Я сразу же представил любимое клубничное мороженое в крупном вафельном рожке и облизнулся.
Из холла в середину двора выбежали танцовщицы. Пухлые и яркие, словно белые конфеты, разодетые в плотные разноцветные обёртки, они стали раскачиваться и смешно, и забавно дрыгать бодро задними и передними лапками. Маленькие игривые собачки на арене цирка. Мне самому захотелось присоединиться к их ритмичному танцу!
Веселье рано или поздно заканчивается.
Мы отпустили шары в глубокие чёрные тучи, какие не решались пролиться обильным дождём, а вскоре выстроились парами (в пару мне дали глупую до безобразия девочку, чей голос был удивительно похож на жалобное блеяние овцы, у которой насильно отобрали ягнёночка) и поднялись по ступенькам в школу.
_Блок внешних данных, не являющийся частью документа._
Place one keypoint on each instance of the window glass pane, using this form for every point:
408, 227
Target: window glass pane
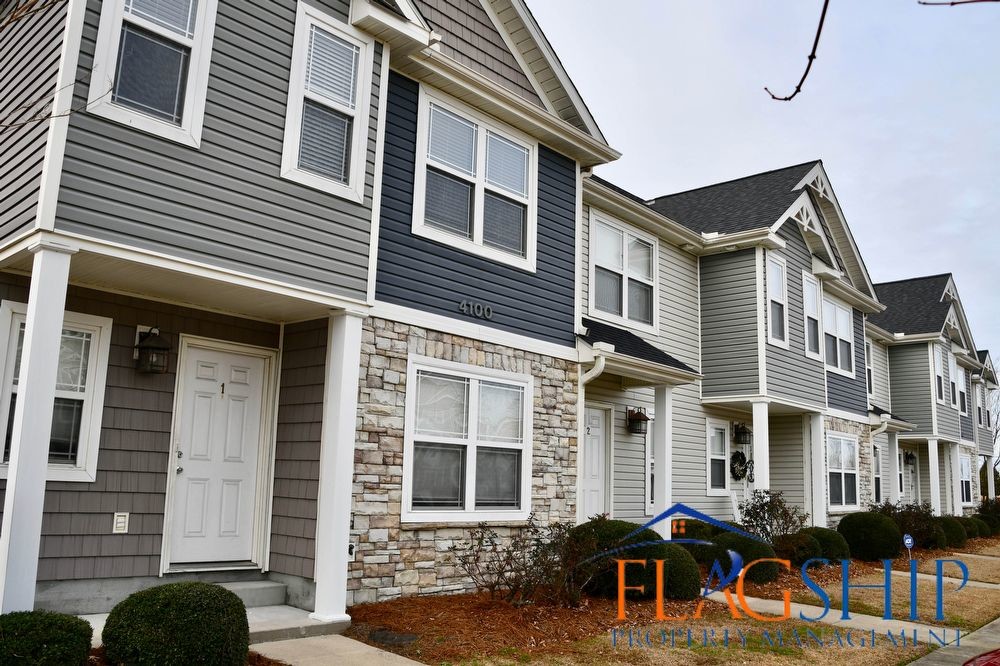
449, 203
452, 140
332, 67
506, 164
608, 291
718, 471
504, 224
607, 247
438, 476
501, 412
442, 405
640, 259
640, 302
498, 478
176, 15
325, 146
151, 75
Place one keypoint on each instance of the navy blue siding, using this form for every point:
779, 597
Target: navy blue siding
843, 392
430, 276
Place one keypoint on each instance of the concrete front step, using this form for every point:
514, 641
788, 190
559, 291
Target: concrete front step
256, 593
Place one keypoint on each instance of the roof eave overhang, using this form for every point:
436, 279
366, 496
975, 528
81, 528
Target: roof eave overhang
434, 68
596, 194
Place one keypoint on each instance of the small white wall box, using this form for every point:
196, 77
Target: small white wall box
120, 524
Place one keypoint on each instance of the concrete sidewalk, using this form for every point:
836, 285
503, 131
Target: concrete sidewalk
332, 650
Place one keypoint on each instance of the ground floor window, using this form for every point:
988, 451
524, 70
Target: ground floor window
79, 397
467, 451
842, 463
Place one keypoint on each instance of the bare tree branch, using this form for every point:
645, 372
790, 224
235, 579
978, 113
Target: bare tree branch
812, 56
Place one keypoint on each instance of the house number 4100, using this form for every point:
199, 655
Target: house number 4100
476, 309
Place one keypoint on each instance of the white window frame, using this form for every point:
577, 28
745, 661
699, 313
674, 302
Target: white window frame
102, 79
838, 305
963, 480
779, 261
12, 314
843, 470
306, 17
485, 125
597, 218
710, 425
416, 363
809, 281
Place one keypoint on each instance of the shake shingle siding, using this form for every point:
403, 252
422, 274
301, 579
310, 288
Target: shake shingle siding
434, 277
224, 203
29, 65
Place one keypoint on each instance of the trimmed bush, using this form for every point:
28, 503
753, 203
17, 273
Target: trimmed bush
871, 536
954, 532
42, 638
797, 548
749, 550
178, 623
832, 544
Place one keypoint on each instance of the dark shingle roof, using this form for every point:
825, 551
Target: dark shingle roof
752, 202
912, 306
630, 344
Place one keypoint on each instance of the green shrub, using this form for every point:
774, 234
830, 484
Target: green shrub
42, 638
954, 532
832, 544
178, 623
749, 550
797, 548
871, 536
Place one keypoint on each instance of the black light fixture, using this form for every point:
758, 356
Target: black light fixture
742, 435
152, 353
638, 421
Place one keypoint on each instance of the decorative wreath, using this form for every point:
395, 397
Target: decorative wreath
740, 467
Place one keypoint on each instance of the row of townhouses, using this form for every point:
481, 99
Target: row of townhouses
299, 291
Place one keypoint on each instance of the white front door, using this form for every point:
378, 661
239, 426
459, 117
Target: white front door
215, 466
595, 463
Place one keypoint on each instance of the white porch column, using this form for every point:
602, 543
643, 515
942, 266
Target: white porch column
934, 471
956, 479
662, 454
336, 465
893, 452
20, 533
817, 455
761, 455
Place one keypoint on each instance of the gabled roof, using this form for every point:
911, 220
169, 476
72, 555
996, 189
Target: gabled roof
630, 344
751, 202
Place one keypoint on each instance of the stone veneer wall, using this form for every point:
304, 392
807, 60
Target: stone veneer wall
392, 559
865, 491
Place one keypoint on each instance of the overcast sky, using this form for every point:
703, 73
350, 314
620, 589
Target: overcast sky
902, 106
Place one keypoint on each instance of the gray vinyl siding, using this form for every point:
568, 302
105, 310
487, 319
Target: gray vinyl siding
469, 36
787, 451
729, 324
29, 67
851, 393
427, 275
224, 203
790, 373
912, 391
133, 459
296, 457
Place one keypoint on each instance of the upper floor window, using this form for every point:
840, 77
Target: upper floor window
623, 270
475, 185
326, 120
838, 332
151, 65
811, 299
777, 301
79, 398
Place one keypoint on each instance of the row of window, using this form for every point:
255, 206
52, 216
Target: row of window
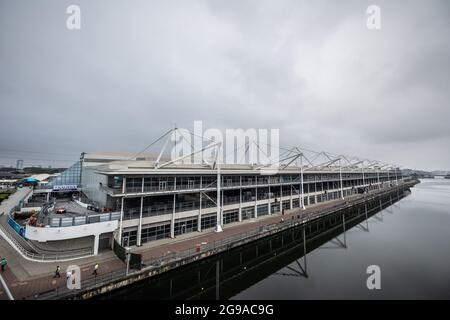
187, 225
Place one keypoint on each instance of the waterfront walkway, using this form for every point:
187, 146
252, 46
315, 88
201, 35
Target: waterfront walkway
26, 278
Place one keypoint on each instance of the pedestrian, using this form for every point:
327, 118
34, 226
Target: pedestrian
57, 274
3, 263
95, 269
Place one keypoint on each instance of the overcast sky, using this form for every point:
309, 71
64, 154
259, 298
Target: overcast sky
310, 68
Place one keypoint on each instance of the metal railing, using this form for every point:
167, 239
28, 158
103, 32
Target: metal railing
216, 246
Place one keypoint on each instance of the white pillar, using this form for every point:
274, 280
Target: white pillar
302, 201
378, 177
121, 222
256, 200
389, 181
281, 196
340, 179
240, 199
199, 221
140, 223
96, 243
172, 222
291, 197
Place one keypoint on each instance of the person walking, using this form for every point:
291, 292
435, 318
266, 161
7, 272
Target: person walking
95, 273
57, 272
3, 263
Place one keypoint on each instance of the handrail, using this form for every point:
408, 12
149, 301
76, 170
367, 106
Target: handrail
228, 243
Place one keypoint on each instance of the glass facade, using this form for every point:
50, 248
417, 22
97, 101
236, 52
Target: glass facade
71, 176
209, 221
230, 216
185, 226
151, 233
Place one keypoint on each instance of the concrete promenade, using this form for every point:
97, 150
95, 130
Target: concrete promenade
28, 278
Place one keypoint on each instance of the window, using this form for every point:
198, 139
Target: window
155, 232
209, 221
230, 216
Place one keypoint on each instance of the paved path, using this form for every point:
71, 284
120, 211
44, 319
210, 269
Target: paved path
26, 278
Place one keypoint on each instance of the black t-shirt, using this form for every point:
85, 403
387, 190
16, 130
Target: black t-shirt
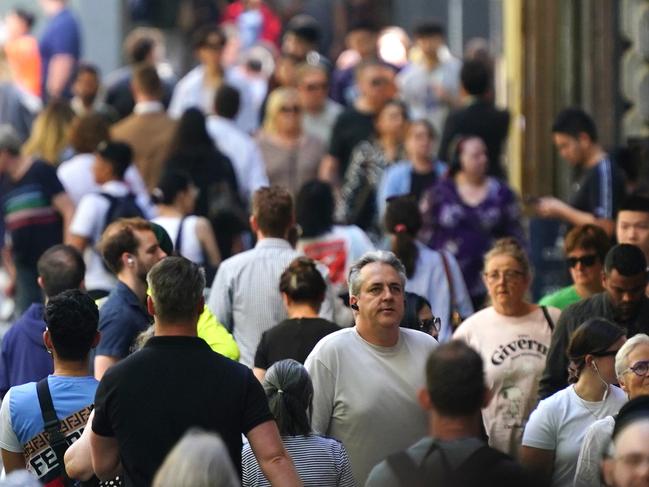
149, 400
350, 128
600, 190
291, 339
31, 221
421, 182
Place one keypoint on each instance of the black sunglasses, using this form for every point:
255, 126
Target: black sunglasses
605, 353
427, 325
584, 260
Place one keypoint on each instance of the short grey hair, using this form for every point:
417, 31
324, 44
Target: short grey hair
199, 459
622, 355
380, 256
177, 286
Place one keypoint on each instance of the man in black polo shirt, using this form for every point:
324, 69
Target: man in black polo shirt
597, 195
145, 403
623, 301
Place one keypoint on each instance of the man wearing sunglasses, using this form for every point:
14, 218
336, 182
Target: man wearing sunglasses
623, 301
632, 370
585, 248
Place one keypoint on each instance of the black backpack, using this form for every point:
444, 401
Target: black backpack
121, 207
481, 468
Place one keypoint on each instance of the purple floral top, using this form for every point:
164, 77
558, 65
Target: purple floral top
468, 232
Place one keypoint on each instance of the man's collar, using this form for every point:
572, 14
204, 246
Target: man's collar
269, 242
146, 107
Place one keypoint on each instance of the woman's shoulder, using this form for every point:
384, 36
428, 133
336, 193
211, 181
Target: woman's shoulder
479, 322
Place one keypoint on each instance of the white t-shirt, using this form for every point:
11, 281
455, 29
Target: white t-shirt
243, 152
514, 350
596, 440
366, 395
89, 222
559, 423
418, 86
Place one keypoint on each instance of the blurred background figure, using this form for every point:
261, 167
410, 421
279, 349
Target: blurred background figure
291, 156
255, 22
193, 151
143, 45
192, 235
467, 211
49, 139
22, 52
433, 275
333, 245
625, 464
510, 320
87, 96
60, 49
477, 117
361, 40
420, 170
303, 290
430, 83
357, 202
319, 112
556, 429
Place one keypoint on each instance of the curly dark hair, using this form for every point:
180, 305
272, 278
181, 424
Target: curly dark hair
72, 318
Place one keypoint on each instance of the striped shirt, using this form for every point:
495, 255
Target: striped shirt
319, 461
30, 218
245, 294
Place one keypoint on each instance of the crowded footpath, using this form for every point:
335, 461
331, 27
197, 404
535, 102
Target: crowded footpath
284, 257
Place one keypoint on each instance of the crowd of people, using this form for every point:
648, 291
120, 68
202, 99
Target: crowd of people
281, 269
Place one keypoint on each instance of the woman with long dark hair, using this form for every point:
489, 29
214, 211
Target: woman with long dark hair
556, 429
193, 151
318, 460
431, 274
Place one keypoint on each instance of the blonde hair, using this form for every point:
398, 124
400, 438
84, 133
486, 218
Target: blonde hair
511, 248
50, 132
199, 459
276, 99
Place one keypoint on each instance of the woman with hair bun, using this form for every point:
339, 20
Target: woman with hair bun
431, 274
318, 460
303, 290
557, 427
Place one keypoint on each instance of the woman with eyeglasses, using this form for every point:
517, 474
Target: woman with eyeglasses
513, 338
291, 156
632, 370
465, 212
434, 275
192, 235
556, 429
585, 248
303, 290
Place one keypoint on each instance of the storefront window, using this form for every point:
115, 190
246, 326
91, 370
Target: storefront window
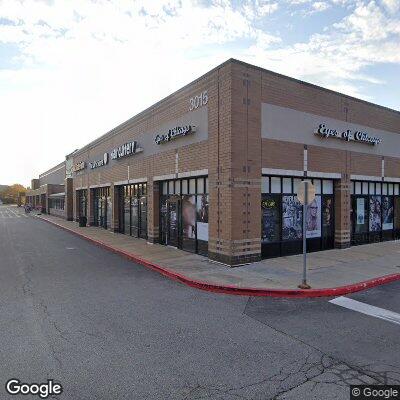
102, 207
292, 217
361, 215
282, 217
397, 212
184, 214
270, 223
387, 212
375, 212
133, 221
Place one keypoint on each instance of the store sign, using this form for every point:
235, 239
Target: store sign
174, 133
79, 166
99, 163
126, 149
347, 135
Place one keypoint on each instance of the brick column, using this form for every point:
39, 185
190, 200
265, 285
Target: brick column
69, 199
76, 205
90, 216
342, 212
235, 173
153, 211
114, 193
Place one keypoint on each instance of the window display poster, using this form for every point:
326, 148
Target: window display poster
189, 216
202, 217
360, 211
292, 212
327, 213
313, 221
375, 222
387, 212
397, 213
269, 220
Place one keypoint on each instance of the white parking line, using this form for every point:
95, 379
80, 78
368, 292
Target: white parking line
366, 309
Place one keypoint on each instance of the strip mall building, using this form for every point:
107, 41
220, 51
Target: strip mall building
214, 169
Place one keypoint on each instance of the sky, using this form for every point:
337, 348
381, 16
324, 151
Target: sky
72, 70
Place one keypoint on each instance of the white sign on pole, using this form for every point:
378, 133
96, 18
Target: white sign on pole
310, 192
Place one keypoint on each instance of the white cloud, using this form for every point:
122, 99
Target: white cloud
320, 6
86, 66
392, 6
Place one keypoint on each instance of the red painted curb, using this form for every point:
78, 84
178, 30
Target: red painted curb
235, 290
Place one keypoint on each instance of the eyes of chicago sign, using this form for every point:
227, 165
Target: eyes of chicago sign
347, 135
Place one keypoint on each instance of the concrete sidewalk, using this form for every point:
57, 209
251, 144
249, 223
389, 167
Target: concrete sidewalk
326, 269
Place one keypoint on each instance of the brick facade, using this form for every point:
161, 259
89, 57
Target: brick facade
236, 152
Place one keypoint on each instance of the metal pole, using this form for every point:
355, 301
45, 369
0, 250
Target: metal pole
304, 284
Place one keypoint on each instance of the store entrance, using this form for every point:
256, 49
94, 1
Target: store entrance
133, 210
174, 222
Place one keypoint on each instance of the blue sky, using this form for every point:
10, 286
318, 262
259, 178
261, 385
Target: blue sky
72, 70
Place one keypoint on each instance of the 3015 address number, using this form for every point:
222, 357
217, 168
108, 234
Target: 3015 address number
198, 101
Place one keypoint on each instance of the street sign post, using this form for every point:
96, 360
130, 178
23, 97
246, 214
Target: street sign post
305, 195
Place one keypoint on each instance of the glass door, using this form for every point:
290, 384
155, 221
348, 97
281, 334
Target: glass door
173, 222
134, 217
143, 217
127, 215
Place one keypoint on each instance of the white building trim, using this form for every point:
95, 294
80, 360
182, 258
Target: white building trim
365, 178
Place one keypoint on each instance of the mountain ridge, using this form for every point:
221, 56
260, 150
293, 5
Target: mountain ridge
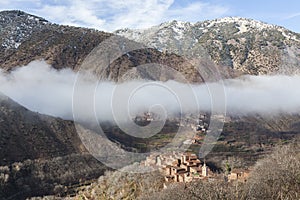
246, 45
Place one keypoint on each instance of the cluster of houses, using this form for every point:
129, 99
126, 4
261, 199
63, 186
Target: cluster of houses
186, 167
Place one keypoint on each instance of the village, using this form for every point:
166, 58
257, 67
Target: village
187, 167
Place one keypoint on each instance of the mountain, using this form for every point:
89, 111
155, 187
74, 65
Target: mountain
40, 154
249, 46
25, 38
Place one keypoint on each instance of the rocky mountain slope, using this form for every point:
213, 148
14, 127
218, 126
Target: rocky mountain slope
24, 38
246, 45
40, 154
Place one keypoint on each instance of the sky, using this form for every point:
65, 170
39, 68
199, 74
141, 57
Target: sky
111, 15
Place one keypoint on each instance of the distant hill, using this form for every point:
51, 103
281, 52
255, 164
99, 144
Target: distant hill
40, 153
249, 46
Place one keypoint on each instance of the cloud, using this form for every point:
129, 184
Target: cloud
43, 89
111, 15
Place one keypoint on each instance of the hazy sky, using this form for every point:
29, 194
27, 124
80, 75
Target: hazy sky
111, 15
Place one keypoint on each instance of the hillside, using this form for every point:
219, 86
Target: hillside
25, 38
40, 153
246, 45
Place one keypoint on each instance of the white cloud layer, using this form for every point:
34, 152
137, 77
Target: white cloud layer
43, 89
112, 15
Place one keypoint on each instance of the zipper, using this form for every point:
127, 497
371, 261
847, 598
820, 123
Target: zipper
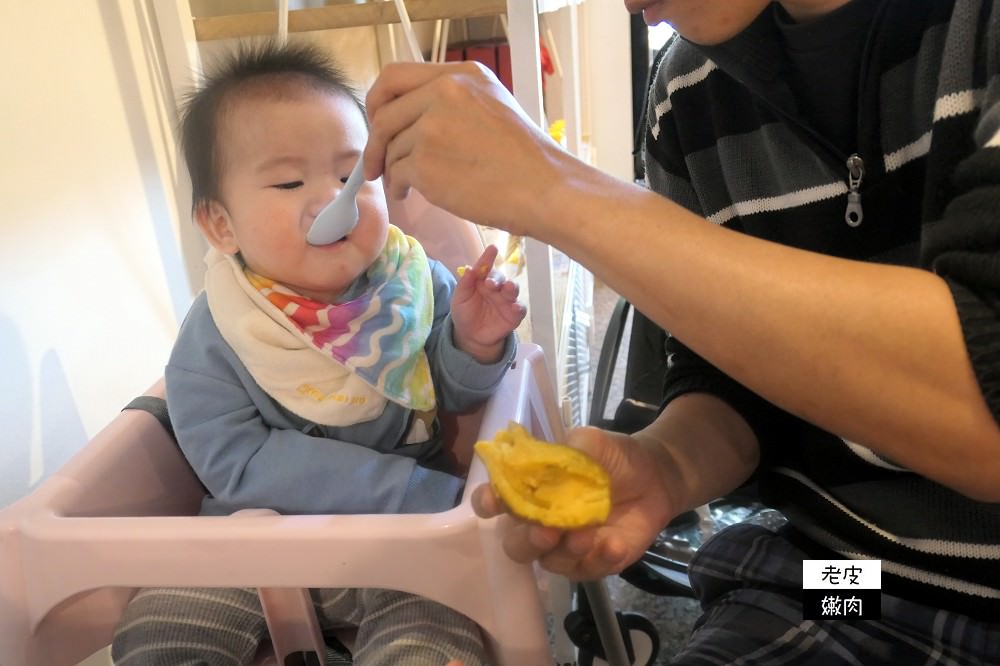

Там уже началась толкотня.
Детская рекреация на третьем этаже, в какой мне предстояло учиться четыре года, была обставлена розово-жёлто-голубыми кожаными диванами. На высоких полках, до которых дотянуться было сложнее, чем до небес, были выставлены пластиковые горшки с увядшими цветами. (К семи с половиной годам я успел познакомиться с геранью, фикусом, орхидеей, лилией, кактусом и папоротником.) У каждого ученика был шкаф из светлого дерева для верхней одежды и сменной обуви.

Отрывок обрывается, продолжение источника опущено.